Ainsworth Greenspace

Portland Oregon’s TriMet transportation system installed the three, one-ton totem public art sculptures called “River Spirits” at the Ainsworth Greenspace in January 2004. Shown here are early visitors to the installation.

About the Portland Tri-Met Metropolitan Greenspace Project

The Portland Tri-Met Metropolitan Greenspace Project is an extension of the Portland Tri-Met public art project.  As such, Lillian Pitt’s project for the Ainsworth Greenspace was conceived as an extension of her public art project at the Tri-Met Rosa Parks station.

The inspiration for the 12-foot-tall sculptures was drawn from trees along the Interstate MAX alignment. Three bronze totem heads representing a legendary or sacred being top the totems: “She Who Watches” by Lillian Pitt, “Salmon” by Ken MacKintosh, and “Crow” by Rick Bartow. The sculptures face inward, forming a small plaza with a river-like pathway with a bronze spiral inset in the center.

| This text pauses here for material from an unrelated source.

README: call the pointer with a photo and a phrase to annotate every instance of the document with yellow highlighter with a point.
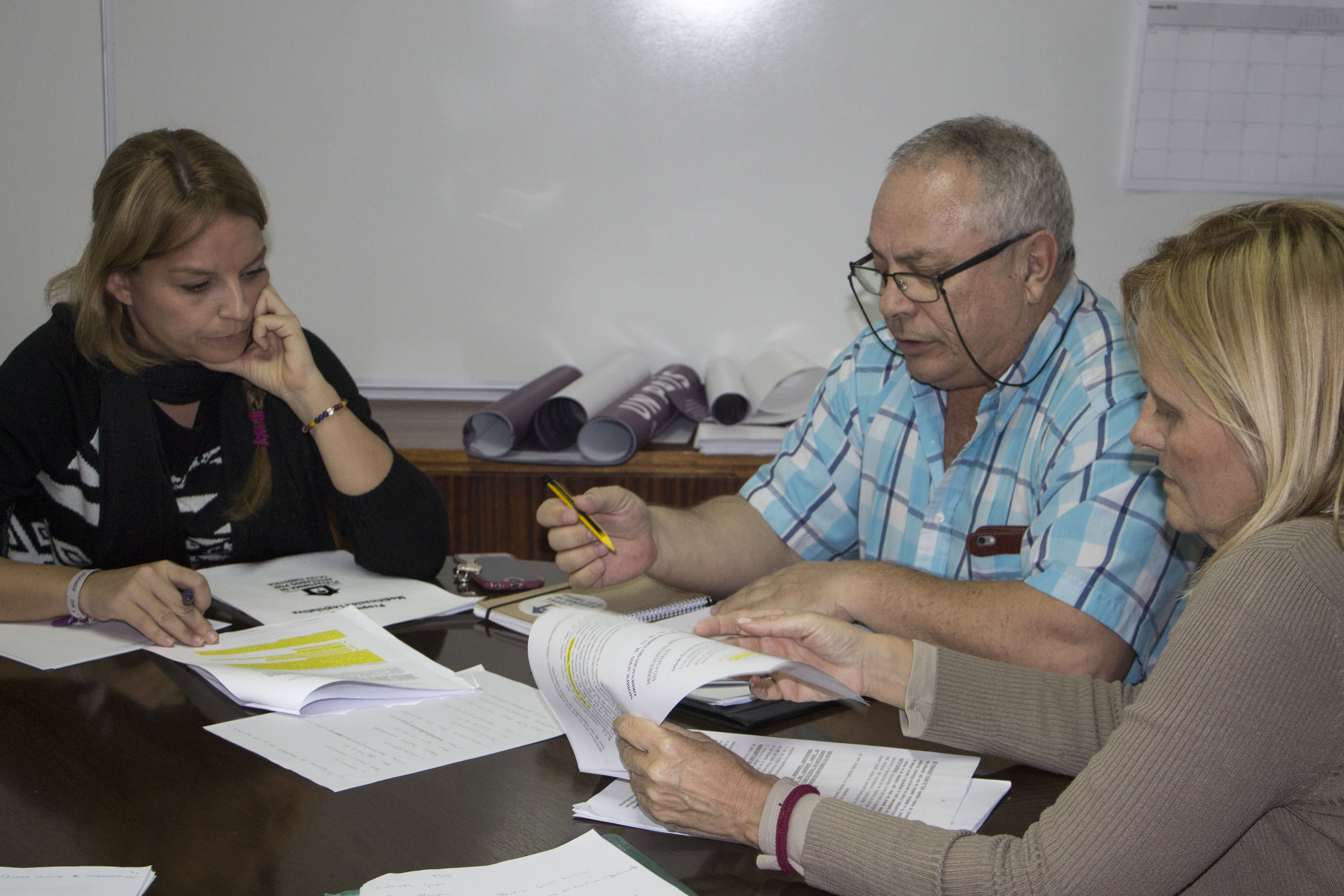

Educating People about Native American Culture

As with many of Lillian’s artistic pursuits, her goal isn’t just to create amazing works of art. Equally important, is her goal to educate people about her ancestors and about the need to live in harmony with nature.

The educational aspects of the Ainsworth project were enhanced by the opportunity to include a poetry project for students at the Ainsworth school. Students learned to write poetry, and in keeping with the aims of the greenspace goals, were inspired to write about nature.

The class was taught by collaborating artist and author, Gayle Tremblay, who has worked frequently with Lillian over the years.

Many of the resulting children’s poems are engraved onto the maple-tree columns that serve as the stands for the totems.

Relections on the Ainsworth Greenspace Public Art Project

The Ainsworth project was an extension of the Portland TriMet Public Arts Project, so I had the privilege of working with the same artists that I worked with on the Rosa Parks Boulevard project.

We wanted to do something that was in keeping with the diverse neighborhoods that were nearby, and we wanted to do something to honor the maple trees that used to grow on that spot.

We ended up using legendary images from different tribal traditions to represent the diversity in Native American culture, and we placed these giant images on top of pillars in the shape of maple tree trunks.